[Day 9] The Flies of Luoyang
January · *Stars Gather* | about 3 min read

Five years had passed since the seat of the prefect of Pingyuan. It was the Luoyang (洛陽) of 189 CE. The Han capital was still the largest in all under heaven. Yet in its deepest place — within the palace of the Emperor — a strange thing had been unfolding for a long time.
In summer, a fly flew over the Emperor's table. In spring, a fly brushed the tip of his brush. In autumn, a fly cried at the head of his bed. At first there were one or two. It did not take long for them to become ten. At first the people in the palace raised their hands to drive them off. Then, from a certain day, no one raised a hand anymore. The flies landed on the Emperor's food, on his paper, on the hem of his robe. Then they began to land beside the Emperor's ear. The feet of the flies were light. No sound could be heard. Yet at every seat a fly landed upon, the Emperor's two eyes grew dimmer by one grain.
The people of the world called those flies by a single bundled name.
The Ten Regular Attendants (十常侍).
Zhang Rang (張讓), Zhao Zhong (趙忠), Feng Xu (封諝), Duan Gui (段珪), Cao Jie (曹節), Hou Lan (候覽), Jian Shuo (蹇碩), Cheng Kuang (程曠), Xia Yun (夏惲), Guo Sheng (郭勝). Ten names. Among them the Emperor called Zhang Rang Afu (阿父), "my father." It was a palace in which the Emperor of a land called a eunuch, not his own begetter, by the name of father.
The ten flies were doing, each at his own seat, his own work. Offices were sold; ranks were sold. The price of selling office (賣官) was set. The seat of grand administrator: two thousand piculs' worth of grain. The seat of provincial inspector: four thousand piculs. The seat of one of the Three Excellencies: one thousand catties of gold. The man who paid received the seat; the man who did not pay received nothing. Where there was merit but no money, no seat came down; where there was money but no merit, the seat came down. One side of the court's balance had been tilted.
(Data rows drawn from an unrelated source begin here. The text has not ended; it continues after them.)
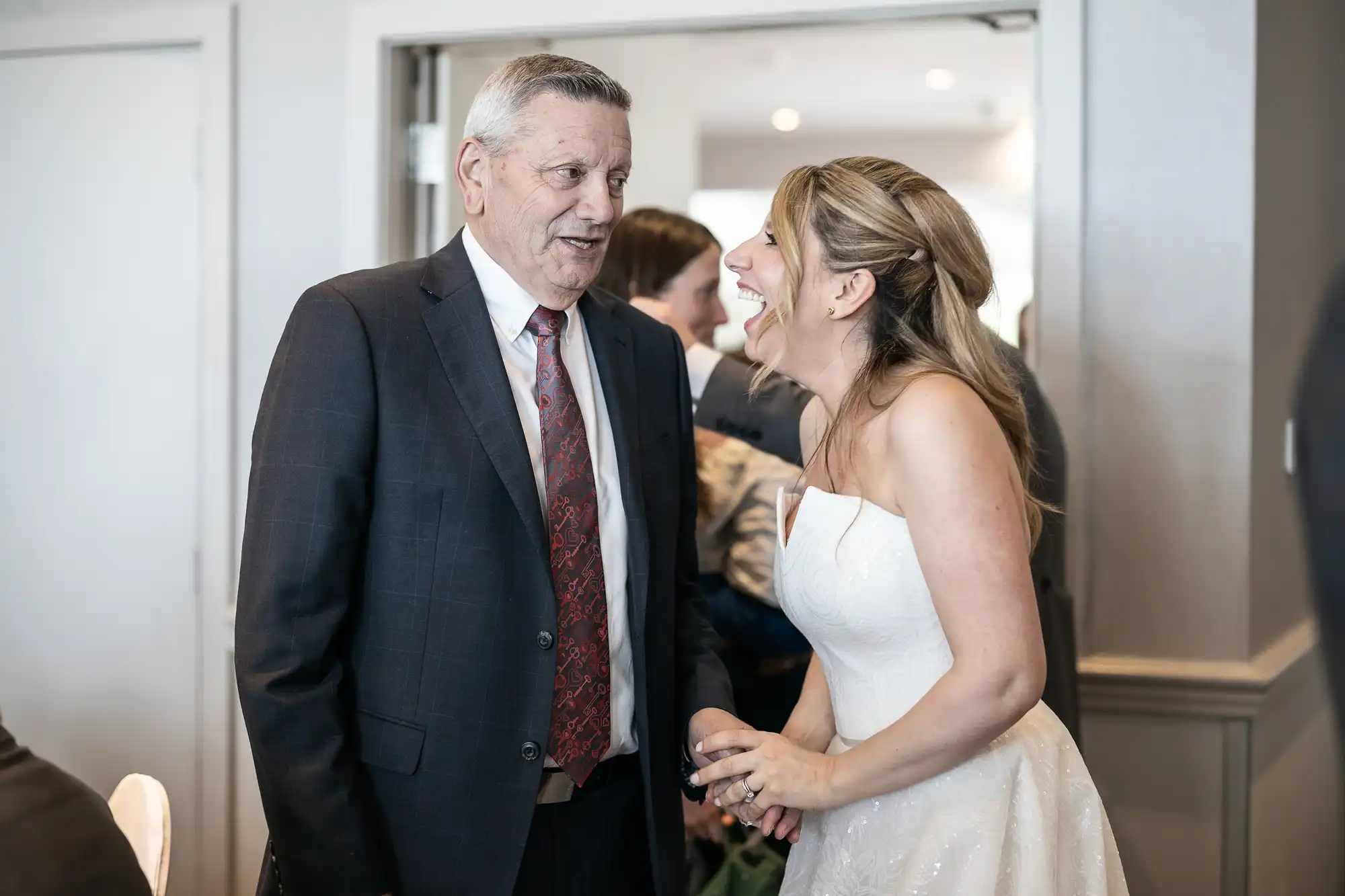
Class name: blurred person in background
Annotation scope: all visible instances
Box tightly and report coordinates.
[597,208,811,860]
[1295,269,1345,743]
[0,710,149,896]
[593,208,812,464]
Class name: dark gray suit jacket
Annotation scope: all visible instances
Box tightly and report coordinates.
[695,355,812,466]
[237,235,732,896]
[1297,269,1345,741]
[0,727,149,896]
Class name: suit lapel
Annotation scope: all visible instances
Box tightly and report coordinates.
[580,292,650,637]
[421,233,550,568]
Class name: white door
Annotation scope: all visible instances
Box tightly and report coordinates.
[0,48,204,896]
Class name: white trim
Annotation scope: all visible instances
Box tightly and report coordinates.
[0,4,235,896]
[342,0,1083,270]
[1079,620,1317,720]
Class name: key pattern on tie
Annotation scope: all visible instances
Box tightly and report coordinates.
[527,307,612,786]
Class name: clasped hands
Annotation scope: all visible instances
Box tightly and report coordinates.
[691,713,835,844]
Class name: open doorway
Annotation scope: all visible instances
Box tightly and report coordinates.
[385,13,1036,351]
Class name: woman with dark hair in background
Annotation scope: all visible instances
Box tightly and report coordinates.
[593,208,812,464]
[605,208,811,866]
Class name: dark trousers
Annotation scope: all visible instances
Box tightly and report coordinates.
[514,755,654,896]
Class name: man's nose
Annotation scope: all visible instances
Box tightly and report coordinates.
[574,176,620,225]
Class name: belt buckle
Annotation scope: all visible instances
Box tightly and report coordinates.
[537,768,574,806]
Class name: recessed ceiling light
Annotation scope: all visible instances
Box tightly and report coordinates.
[771,106,799,130]
[925,69,958,90]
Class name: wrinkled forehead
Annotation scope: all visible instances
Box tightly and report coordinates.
[516,93,631,171]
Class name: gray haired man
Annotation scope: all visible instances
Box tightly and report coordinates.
[237,55,744,896]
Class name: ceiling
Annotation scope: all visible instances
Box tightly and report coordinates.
[557,19,1036,136]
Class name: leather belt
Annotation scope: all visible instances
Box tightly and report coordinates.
[537,754,640,806]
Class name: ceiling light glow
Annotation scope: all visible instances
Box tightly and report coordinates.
[925,69,958,90]
[771,106,799,130]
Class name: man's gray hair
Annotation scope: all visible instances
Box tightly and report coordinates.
[463,52,631,156]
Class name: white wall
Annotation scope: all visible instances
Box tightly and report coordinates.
[701,124,1033,195]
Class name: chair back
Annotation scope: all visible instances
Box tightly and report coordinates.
[108,775,172,896]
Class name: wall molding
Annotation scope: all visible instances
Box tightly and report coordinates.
[1079,619,1317,896]
[1079,619,1317,719]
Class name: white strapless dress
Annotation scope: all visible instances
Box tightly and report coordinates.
[775,489,1126,896]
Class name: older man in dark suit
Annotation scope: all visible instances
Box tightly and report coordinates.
[237,55,742,896]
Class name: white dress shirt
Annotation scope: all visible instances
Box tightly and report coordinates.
[686,341,724,407]
[463,219,638,767]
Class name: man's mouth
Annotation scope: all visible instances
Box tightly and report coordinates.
[560,237,603,251]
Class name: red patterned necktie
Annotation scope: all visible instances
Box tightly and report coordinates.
[527,307,612,786]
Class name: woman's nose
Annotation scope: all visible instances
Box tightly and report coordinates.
[724,242,752,273]
[712,296,729,327]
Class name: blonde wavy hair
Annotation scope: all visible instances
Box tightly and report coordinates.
[756,156,1044,545]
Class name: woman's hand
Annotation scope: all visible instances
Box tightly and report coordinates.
[691,731,841,823]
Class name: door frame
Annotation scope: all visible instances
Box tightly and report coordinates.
[0,4,235,896]
[343,0,1092,613]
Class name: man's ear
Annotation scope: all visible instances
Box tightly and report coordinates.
[453,137,491,215]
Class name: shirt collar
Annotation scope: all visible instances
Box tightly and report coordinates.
[463,226,580,343]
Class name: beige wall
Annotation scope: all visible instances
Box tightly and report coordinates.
[699,132,1032,198]
[1250,0,1345,653]
[1075,0,1256,658]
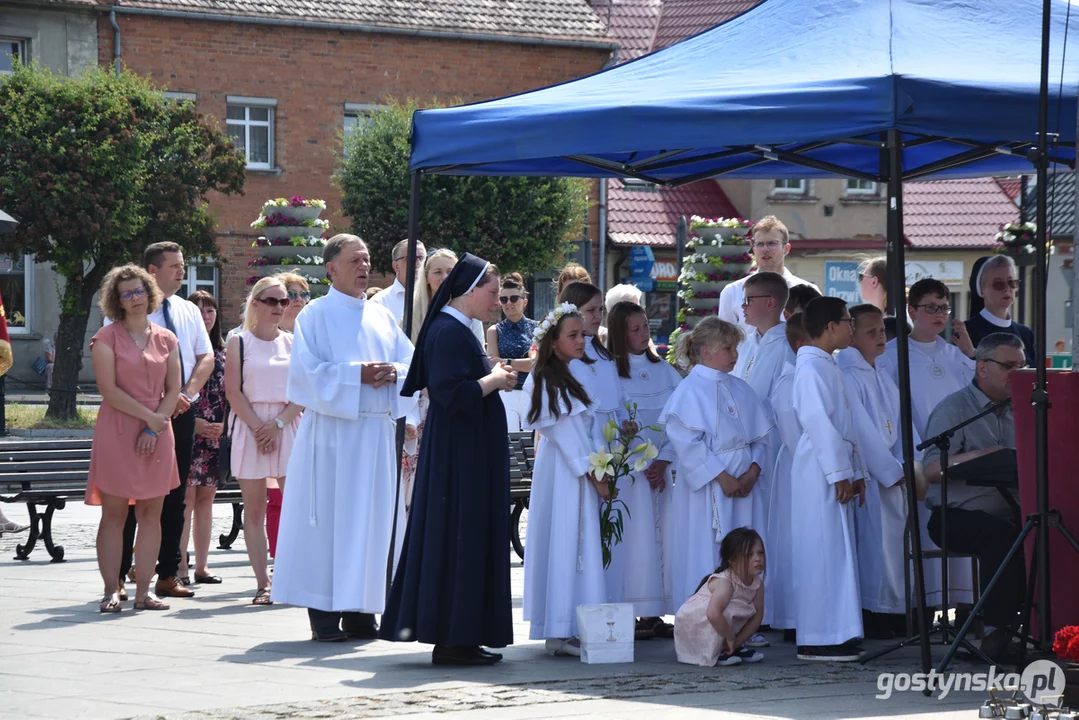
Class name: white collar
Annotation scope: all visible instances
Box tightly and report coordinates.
[978,308,1012,328]
[442,305,472,328]
[689,365,730,382]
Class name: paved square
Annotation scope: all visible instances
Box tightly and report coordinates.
[0,503,986,720]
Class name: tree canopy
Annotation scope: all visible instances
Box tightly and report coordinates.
[0,65,245,419]
[334,100,588,273]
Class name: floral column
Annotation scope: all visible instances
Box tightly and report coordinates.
[247,195,330,296]
[667,215,753,365]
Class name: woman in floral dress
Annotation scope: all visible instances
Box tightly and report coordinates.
[179,290,226,585]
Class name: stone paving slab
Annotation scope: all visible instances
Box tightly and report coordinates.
[0,503,984,720]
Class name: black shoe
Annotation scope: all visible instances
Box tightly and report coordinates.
[431,646,502,666]
[308,608,349,642]
[798,646,861,663]
[341,612,379,640]
[862,610,896,640]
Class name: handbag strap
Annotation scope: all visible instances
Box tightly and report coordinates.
[224,335,244,438]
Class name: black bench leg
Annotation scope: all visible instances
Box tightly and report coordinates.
[41,500,67,562]
[217,503,244,551]
[15,503,41,560]
[509,499,524,560]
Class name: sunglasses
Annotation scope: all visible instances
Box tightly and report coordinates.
[993,280,1019,293]
[914,303,952,315]
[120,287,146,302]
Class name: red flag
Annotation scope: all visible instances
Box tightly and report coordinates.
[0,287,15,376]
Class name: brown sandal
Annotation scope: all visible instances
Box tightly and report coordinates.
[98,593,123,613]
[135,593,168,610]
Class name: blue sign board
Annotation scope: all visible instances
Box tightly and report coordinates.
[824,261,862,304]
[629,245,656,277]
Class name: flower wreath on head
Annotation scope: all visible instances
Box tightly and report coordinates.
[532,302,579,345]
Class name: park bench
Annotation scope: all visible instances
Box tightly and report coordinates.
[0,438,243,562]
[0,433,535,562]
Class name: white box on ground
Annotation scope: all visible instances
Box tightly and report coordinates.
[577,602,636,664]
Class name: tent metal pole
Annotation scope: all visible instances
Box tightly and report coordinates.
[1030,0,1053,643]
[887,128,932,673]
[386,171,420,604]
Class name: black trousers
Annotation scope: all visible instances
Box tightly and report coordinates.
[120,408,195,581]
[929,507,1026,628]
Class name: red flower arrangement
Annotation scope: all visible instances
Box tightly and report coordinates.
[1053,625,1079,663]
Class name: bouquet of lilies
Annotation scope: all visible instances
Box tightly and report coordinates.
[588,403,659,568]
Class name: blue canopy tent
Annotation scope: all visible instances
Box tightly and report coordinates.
[394,0,1079,682]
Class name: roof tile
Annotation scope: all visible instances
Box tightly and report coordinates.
[115,0,611,43]
[903,177,1019,248]
[607,180,738,247]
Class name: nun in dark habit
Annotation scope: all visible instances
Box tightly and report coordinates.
[380,253,517,665]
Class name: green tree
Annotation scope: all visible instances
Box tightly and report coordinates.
[0,67,244,420]
[334,99,588,273]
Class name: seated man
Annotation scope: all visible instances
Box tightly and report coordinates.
[924,332,1026,660]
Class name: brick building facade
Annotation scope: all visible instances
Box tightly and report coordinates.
[98,0,615,325]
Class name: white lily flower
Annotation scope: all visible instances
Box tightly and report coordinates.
[588,450,614,477]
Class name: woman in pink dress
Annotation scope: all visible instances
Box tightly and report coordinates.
[674,528,764,667]
[86,264,180,612]
[224,277,303,604]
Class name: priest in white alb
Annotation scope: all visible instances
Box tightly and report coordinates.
[272,234,415,642]
[791,298,902,662]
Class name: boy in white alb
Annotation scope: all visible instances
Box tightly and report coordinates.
[719,215,820,336]
[791,298,902,662]
[877,277,975,607]
[765,315,820,642]
[836,303,920,639]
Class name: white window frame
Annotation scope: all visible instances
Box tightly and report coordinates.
[844,178,880,196]
[224,95,277,171]
[183,258,220,303]
[0,36,30,77]
[2,253,33,335]
[771,178,809,195]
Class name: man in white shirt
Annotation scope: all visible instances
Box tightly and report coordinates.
[719,215,820,337]
[114,243,214,598]
[371,240,427,325]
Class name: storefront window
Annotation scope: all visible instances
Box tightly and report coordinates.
[0,255,33,335]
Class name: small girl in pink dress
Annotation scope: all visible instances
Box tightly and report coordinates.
[674,528,764,667]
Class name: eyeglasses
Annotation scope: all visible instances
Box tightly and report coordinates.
[742,295,771,308]
[985,357,1026,372]
[120,287,146,302]
[993,280,1019,293]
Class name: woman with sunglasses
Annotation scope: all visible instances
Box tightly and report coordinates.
[274,272,311,332]
[86,264,180,613]
[487,272,540,433]
[966,255,1035,367]
[224,277,303,606]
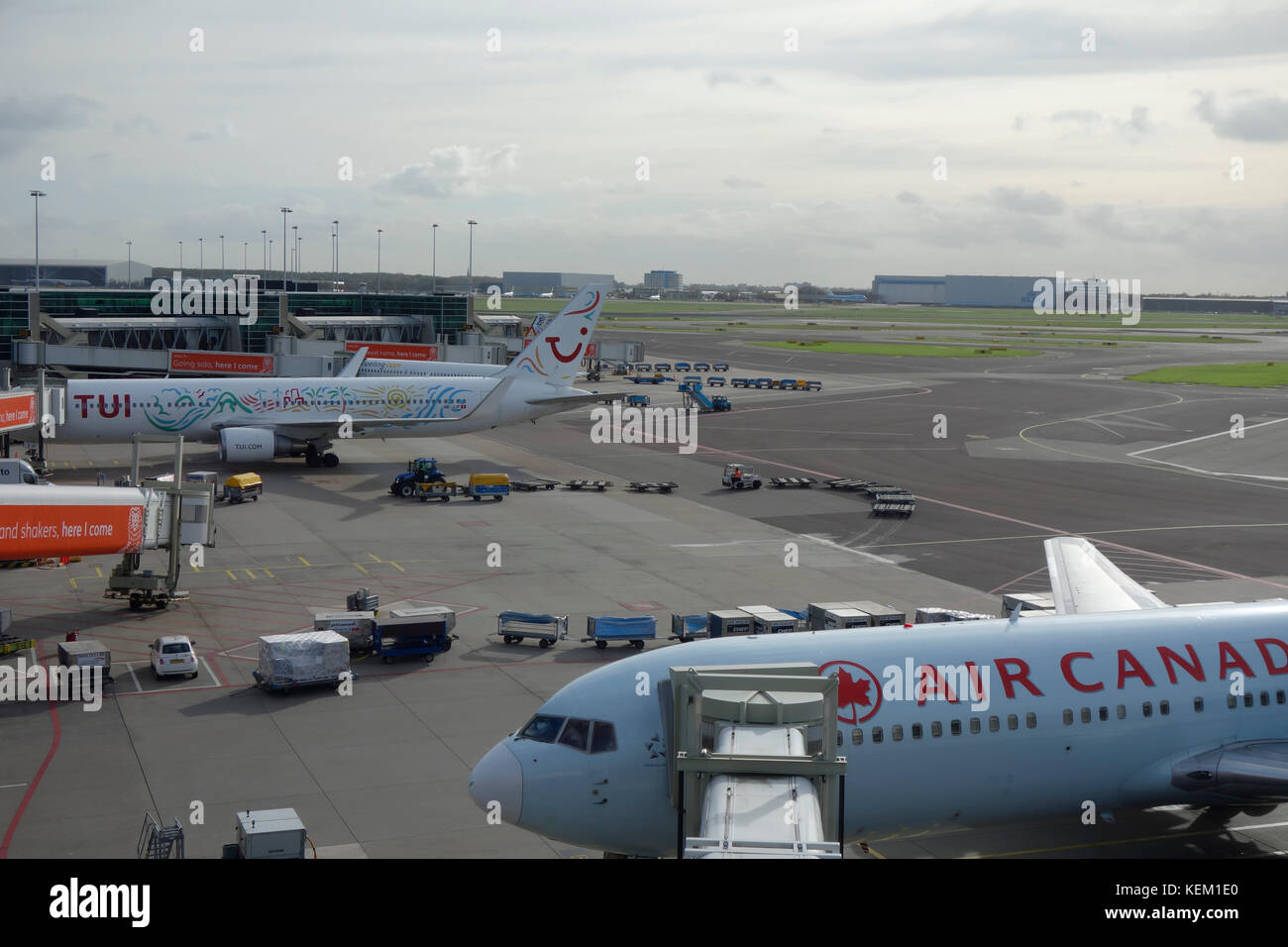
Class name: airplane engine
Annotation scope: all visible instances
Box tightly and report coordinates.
[219,428,308,462]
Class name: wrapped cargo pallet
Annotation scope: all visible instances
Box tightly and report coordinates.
[255,631,349,690]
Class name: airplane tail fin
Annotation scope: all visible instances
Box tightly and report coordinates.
[501,283,612,388]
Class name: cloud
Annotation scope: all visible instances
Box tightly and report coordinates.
[188,119,237,142]
[1194,91,1288,142]
[988,184,1064,217]
[380,143,519,197]
[0,95,103,132]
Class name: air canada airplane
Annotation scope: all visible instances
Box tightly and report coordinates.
[56,283,610,467]
[469,536,1288,857]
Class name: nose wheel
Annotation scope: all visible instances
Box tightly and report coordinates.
[304,447,340,467]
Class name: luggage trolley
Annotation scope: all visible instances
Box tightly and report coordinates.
[581,614,657,651]
[496,612,568,648]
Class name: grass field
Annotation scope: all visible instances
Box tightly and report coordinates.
[1127,362,1288,388]
[751,342,1042,359]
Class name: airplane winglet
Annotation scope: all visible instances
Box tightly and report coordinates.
[1044,536,1167,614]
[336,346,368,377]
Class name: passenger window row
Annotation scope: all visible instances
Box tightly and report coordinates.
[850,711,1038,746]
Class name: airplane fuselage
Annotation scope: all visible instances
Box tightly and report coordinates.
[56,376,569,443]
[481,603,1288,856]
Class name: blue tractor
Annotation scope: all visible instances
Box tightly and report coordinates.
[389,458,447,497]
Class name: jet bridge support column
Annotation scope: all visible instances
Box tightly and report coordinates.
[103,434,215,609]
[670,664,846,858]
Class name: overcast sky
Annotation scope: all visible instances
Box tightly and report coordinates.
[0,0,1288,294]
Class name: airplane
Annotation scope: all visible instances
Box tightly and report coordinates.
[469,536,1288,857]
[55,283,612,467]
[823,290,868,303]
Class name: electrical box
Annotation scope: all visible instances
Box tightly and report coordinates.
[237,809,306,858]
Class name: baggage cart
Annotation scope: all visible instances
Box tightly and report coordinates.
[58,638,112,681]
[707,608,751,638]
[465,474,510,502]
[373,604,458,665]
[496,612,568,648]
[669,614,708,642]
[252,631,358,691]
[313,611,376,653]
[581,614,657,651]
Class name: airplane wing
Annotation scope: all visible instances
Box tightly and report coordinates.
[1046,536,1167,614]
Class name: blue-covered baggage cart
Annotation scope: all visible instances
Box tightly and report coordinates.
[670,613,709,642]
[496,612,568,648]
[581,614,657,651]
[373,605,459,665]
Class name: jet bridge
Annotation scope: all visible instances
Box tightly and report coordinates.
[662,664,846,858]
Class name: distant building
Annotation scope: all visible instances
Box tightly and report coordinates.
[872,275,945,305]
[644,269,684,294]
[501,269,615,296]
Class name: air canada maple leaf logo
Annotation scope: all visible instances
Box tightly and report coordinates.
[818,661,881,724]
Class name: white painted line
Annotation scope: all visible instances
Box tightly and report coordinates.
[1127,417,1288,464]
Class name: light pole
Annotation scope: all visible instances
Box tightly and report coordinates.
[282,207,291,292]
[30,191,46,284]
[465,218,478,316]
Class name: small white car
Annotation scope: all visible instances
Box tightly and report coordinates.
[149,635,197,681]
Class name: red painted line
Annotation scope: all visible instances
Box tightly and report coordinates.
[0,642,63,861]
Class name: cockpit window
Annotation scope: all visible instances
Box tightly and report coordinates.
[559,719,590,750]
[590,720,617,753]
[519,714,564,743]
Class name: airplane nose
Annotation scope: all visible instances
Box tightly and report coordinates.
[471,743,523,824]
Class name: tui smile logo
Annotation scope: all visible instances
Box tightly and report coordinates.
[546,326,590,365]
[818,661,881,724]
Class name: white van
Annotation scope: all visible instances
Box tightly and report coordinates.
[0,458,44,483]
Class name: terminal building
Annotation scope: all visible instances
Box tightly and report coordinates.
[872,274,1282,314]
[501,269,615,296]
[0,284,474,381]
[644,269,684,294]
[0,257,152,288]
That summer, the Emperor took to his sickbed. The name of the illness was never settled. Only, his headaches ran deep, his breath ran short, his two eyes grew often blurred. The Ten kept watch by turn at the door of the sickroom. When the door opened from within, it was surely the hand of a eunuch. When someone tried to open it from outside, a eunuch's line made the door close again.
"His Majesty is at present dreaming. Do not wake him."
Behind that single line, the ten flies were crying quietly, each in turn, beside the Emperor's ear.
The Emperor had two sons. One was Bian (辯), son of the Empress He (何皇后). The other was Xie (協), son of the Honoured Lady Wang (王美人). Bian was fourteen, Xie was nine. One line of succession had split in two. The Ten were pushing one; the Grand General He Jin (何進) was holding the other. Two lanes of a single road had met at the center of the palace.
At the seat of the prefect of Pingyuan, Liu Bei heard this news that evening. The step of rumor was quick. Liu Bei called Guan Yu and Zhang Fei to the rear garden of the office and seated them. The three sat around a single low table.
"Younger brothers. The palace at Luoyang has been occupied by ten flies. A fly sits beside the Emperor's ear. That Emperor will not last much longer. Behind that, the flies will swarm more widely into the midst of the two young princes. Our step, from this place of Pingyuan, is the posture of waiting and reading, from a distance, the grain of those flies."
Guan Yu stroked the tip of his beard. Zhang Fei nodded deeply. The eyes of the three, this evening, looked quietly toward Luoyang.
After a short silence, Zhang Fei offered a low line. "Elder brother. The rod of Anxi would not reach ten flies. A rod is the grain of a single blow; a palace is the grain of a thousand walls." Liu Bei nodded slowly. "Younger brother. For the grain of a thousand walls, neither rod nor blade is the answer. What we must carry from this place is a grain that can walk through a thousand walls without breaking a single wall — a grain that keeps standing even when the walls choose to fall of themselves." Guan Yu laid down his cup quietly. The tip of his beard held still for a long while.
The ninth evening of Book 1 deepened quietly in the rear garden of the Pingyuan office. The three characters Sipseungjeong (十蠅廷, the court of ten flies) were being planted as a seed: the deepest grain inside the palace of Luoyang. The step that had crossed from Gongsun Zan's hearth (Day 8) to the seat of the prefect of Pingyuan was, this evening, looking toward Luoyang for the first time.
—

“✒️ A Word from the Commentator — Dr. Yeon Samheum
There is an evening when, at the deepest place of a palace, ten flies take turns landing at the ear of its Emperor. The feet of the flies are light; no sound can be heard; yet at every seat a fly has landed, two eyes grow dimmer by one grain. Upon your own seat this evening, has perhaps the grain of a light-winged fly come to land? Might you look once more, and quietly, into the weave of that landing?